La familia de Daniela Mamaní, la joven de 31 años asesinada en el barrio Gorriti, continúa pidiendo justicia y reclama explicaciones sobre el accionar policial el día del crimen. Su hermana habló tras conocerse los resultados preliminares de la autopsia y aseguró que la víctima todavía tenía signos vitales cuando los efectivos llegaron al lugar.
"Ella estaba viva. Podrían haberle salvado la vida", expresó con angustia. Según detalló, la joven presentaba seis heridas de arma blanca "grandes", e incluso signos claros de haber intentado defenderse. "En ese momento ella pidió auxilio y nadie la quiso ayudar", lamentó.
La hermana cuestionó especialmente que los policías hayan permanecido afuera sin intervenir: "Si hubieran entrado, capaz que estaba ahí luchando por vivir. Aunque sea darle una esperanza de vida para que siga luchando".
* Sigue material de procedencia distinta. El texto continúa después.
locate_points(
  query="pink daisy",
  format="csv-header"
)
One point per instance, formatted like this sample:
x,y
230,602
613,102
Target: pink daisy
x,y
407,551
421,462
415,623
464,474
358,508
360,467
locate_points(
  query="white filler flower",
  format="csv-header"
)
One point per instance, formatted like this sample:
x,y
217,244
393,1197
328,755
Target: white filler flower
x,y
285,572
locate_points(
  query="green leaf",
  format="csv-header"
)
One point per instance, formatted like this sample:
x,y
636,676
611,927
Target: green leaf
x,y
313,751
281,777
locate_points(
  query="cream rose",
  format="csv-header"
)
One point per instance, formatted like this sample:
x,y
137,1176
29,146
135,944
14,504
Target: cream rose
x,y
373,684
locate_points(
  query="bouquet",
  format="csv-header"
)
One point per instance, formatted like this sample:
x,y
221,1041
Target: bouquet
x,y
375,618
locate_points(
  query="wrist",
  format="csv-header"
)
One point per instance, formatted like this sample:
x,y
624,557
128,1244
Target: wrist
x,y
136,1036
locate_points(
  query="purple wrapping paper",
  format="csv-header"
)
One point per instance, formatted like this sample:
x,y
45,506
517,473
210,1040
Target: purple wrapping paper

Respecto del vínculo entre Daniela y su expareja —actualmente detenido por el femicidio—, relató que la relación estaba atravesada por comportamientos violentos. "Era muy posesivo, muy tóxico", aseguró. Recordó que el hombre le prohibía actividades, ejercía control sobre ella y ya había tenido conflictos con sus hermanos. "Yo ya le había dicho que la dejara de molestar si ella había decidido terminar", agregó.
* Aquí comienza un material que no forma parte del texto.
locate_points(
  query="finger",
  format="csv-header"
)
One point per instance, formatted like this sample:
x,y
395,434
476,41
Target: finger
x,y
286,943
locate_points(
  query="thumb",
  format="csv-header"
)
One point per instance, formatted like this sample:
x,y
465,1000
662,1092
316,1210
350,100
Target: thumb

La mujer contó además que la última comunicación con Daniela fue la misma tarde del crimen. "Ella estaba tranquila, estaba bien. Me dijo 'mañana nos vemos'", relató entre lágrimas.
La familia exige ahora respuestas judiciales y administrativas, convencida de que Daniela podría haber recibido asistencia vital que le permitiera sobrevivir. "A pesar de todo, tenemos que seguir adelante y buscando justicia. Que se pague por todo lo que hizo", concluyó su hermana.